Abstract
The existence of missing values in microarray data inevitably hinders downstream biological analyses that expect complete data as input, therefore how to effectively explore the underlying structure of data to accurately estimate missing entries remains crucial and meaningful. In this study, we formalize the problem under a regularized sparse framework and accordingly propose local learning-based imputation models to capture the relationships that are hidden in gene expression profiles towards better imputation. Specifically, in view of the simultaneous variable selection and grouping effect of the elastic net penalty, we present an elastic net regularized local least squares-based imputation method to estimate the missing entries of a target gene with its neighbors. Besides, we investigate different similarity filtering metrics to select neighbor genes and develop another four imputation methods under the framework. Furthermore, the proposed methods process the target genes in ascending order of their associated missing rates. Finally, extensive comparative experiments against other eight commonly-used methods are conducted on multiple microarray datasets having varying missing rates.

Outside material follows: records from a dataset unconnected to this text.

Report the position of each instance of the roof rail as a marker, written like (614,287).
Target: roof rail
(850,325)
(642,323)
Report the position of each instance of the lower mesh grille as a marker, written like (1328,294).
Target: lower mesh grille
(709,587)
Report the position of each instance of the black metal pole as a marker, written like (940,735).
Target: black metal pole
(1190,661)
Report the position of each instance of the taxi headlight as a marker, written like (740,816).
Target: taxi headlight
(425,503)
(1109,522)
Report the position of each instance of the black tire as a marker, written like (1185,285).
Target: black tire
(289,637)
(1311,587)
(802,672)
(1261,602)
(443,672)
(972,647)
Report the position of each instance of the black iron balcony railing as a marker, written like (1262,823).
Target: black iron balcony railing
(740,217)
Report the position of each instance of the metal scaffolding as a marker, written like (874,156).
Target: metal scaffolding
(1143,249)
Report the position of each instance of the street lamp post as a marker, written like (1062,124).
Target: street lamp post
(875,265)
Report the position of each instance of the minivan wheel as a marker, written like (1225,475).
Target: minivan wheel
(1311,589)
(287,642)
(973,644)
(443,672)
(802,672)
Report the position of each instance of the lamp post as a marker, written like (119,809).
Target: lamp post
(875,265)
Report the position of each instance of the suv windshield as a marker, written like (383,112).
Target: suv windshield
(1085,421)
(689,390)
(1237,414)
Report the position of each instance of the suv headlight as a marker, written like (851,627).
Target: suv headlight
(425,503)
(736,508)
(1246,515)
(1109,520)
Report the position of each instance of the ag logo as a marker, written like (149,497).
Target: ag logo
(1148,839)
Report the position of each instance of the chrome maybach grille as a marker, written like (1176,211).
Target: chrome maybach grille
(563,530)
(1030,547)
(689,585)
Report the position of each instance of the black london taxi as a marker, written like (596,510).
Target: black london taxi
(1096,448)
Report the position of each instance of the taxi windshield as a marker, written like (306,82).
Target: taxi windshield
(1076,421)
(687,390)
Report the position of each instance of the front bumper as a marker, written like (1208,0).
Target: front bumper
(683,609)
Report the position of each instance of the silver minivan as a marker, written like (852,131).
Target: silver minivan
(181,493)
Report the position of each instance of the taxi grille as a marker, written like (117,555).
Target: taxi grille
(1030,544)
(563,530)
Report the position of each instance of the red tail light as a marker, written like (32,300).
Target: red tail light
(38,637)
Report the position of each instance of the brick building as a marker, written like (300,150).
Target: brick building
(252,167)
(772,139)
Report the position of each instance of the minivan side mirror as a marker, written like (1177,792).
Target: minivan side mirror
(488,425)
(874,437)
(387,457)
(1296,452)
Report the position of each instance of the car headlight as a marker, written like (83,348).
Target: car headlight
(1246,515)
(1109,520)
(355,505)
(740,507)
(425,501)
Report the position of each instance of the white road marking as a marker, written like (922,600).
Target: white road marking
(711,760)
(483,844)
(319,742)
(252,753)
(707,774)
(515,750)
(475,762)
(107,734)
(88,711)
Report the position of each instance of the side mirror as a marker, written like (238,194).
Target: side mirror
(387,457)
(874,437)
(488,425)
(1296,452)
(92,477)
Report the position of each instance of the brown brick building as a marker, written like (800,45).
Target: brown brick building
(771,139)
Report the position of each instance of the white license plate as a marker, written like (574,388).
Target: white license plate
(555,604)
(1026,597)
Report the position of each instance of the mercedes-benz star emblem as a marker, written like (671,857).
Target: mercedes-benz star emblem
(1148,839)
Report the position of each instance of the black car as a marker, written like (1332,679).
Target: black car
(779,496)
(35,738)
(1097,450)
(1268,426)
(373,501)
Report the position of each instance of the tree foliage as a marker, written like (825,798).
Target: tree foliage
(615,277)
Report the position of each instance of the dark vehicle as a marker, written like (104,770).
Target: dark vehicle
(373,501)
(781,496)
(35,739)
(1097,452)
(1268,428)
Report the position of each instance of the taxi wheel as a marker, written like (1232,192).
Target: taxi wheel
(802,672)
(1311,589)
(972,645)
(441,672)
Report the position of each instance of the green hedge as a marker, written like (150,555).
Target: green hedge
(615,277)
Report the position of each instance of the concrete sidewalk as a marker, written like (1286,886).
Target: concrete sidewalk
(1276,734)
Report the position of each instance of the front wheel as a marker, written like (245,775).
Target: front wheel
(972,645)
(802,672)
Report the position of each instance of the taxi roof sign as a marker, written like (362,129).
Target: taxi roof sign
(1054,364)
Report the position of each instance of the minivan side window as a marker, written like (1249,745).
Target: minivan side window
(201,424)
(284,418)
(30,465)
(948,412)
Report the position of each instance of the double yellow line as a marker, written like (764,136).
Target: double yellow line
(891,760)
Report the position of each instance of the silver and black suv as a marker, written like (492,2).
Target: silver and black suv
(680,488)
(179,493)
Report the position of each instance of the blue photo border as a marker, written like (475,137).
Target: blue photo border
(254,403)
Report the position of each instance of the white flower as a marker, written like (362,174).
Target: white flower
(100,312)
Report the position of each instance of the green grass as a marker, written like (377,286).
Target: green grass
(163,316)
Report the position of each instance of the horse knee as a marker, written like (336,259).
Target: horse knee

Results indicate the power of sparse regularization techniques and the superiority of elastic net over its competitors in terms of statistical analysis metrics.
Highlights
It has been known to us that DNA microarray technology provides researchers a high-throughput way to efficiently obtain the gene expression levels of a certain disease from different environments, subjects, tissues, and cell cycles and that microarray data analysis greatly facilitates the identification of disease genes and the diagnosis of cancers and tumor subtypes [1], [2]
(1) We present a regularized sparse framework to impute missing entries of microarray data and propose an elastic net regularized local least squares-based imputation method to capture the relationships between a target gene and its neighbors
Accurately estimating the missing values of microarray data plays a crucial role in fully utilizing a collection of gene expression profiles and facilitating downstream analyses, it remains a challenging yet rewarding research topic
Summary
It has been known to us that DNA microarray technology provides researchers a high-throughput way to efficiently obtain the gene expression levels of a certain disease from different environments, subjects, tissues, and cell cycles and that microarray data analysis greatly facilitates the identification of disease genes and the diagnosis of cancers and tumor subtypes [1], [2]. In contrast to the above methods, global learning-based methods adopt a data-driven strategy to estimate missing values under the assumption that a covariance structure exists in the obtained microarray dataset [14] Such methods generally perform well on gene expression profiles with a large size, but they suffer from performance degradation in the case where the global covariance structure does not exist or local structures dominate [15]. (1) We present a regularized sparse framework to impute missing entries of microarray data and propose an elastic net regularized local least squares-based imputation method to capture the relationships between a target gene and its neighbors. This helps utilize the latent local structure of data and reduce the risk of overfitting.